Perfect for spring, low-fat, but filling and full of flavour

(serves 4)

Nutrition per serving

Energy 179kcal
Carbohydrate 5g
Fat 2g



2 double chicken breasts (250g per person approx.)
2 limes, juiced and zested
1 long red chili, de-seeded and chopped
300g green beans, cut into bite-sized pieces
2 baby cos lettuce, diced up
Punnet cherry tomatoes cut in half
2 handfuls of bean sprouts
Bunch of mint leaves
1 tbsp of fish sauce
1 tbsp of dark brown sugar
Ground black pepper to taste
Cooking spray

Preparation time 15-20mins
Cooking time 15mins
Equipment Fry pan, large mixing bowl, small mixing bowl, chopping board, knife, spoon, tongs



  1. Combine lime juice, rind, fish sauce, sugar, chili and pepper and mix in a bowl.
  2. Cut chicken breasts lengthways, into halves and place into a bowl. Pour over some of the dressing and let marinate for 15mins.
  3. Cook beans in boiling water until cooked al dente. They should still be slightly crunchy. Once cooked, cool down in iced water.
  4. Cook chicken in frypan on a medium heat, allowing to brown on each side.
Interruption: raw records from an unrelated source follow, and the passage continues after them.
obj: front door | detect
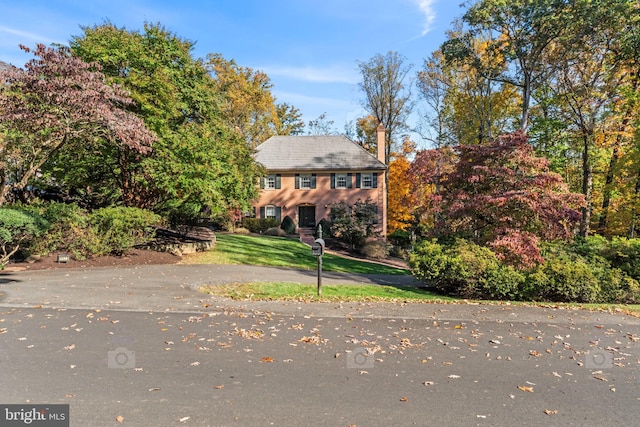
[298,206,316,227]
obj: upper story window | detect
[296,173,316,190]
[331,173,353,188]
[264,175,276,190]
[261,174,282,190]
[362,173,373,188]
[300,175,311,188]
[356,172,378,188]
[265,206,276,219]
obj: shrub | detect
[361,240,391,259]
[89,207,160,255]
[527,254,601,303]
[280,215,296,234]
[410,239,640,303]
[15,202,100,259]
[0,208,49,267]
[241,218,280,233]
[331,199,377,250]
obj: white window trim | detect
[360,173,373,189]
[264,175,276,190]
[264,205,276,219]
[300,175,311,190]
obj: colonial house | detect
[254,125,387,236]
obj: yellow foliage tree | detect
[387,136,415,234]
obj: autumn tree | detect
[462,0,572,131]
[0,44,156,205]
[205,54,292,147]
[358,52,413,165]
[307,112,338,135]
[435,132,584,266]
[345,115,380,155]
[274,102,304,135]
[407,146,457,235]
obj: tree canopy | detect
[0,44,157,205]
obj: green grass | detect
[202,282,457,303]
[183,233,409,275]
[201,282,640,317]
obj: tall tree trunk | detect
[580,133,593,237]
[629,170,640,239]
[598,145,622,235]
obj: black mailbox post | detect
[311,231,324,296]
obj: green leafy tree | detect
[0,208,49,267]
[68,23,261,216]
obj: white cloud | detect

Once cooked, remove and slice into half-centimetre slices.
  5. Combine lettuce, bean sprouts, beans, tomato and mint in a large mixing bowl and dress with some of the dressing leaving a spoonful for topping before serving.
  6. Place salad onto a plate, top with chicken, placing in a small circle; drizzle remaining dressing over chicken and place top of mint branch into middle of chicken circle.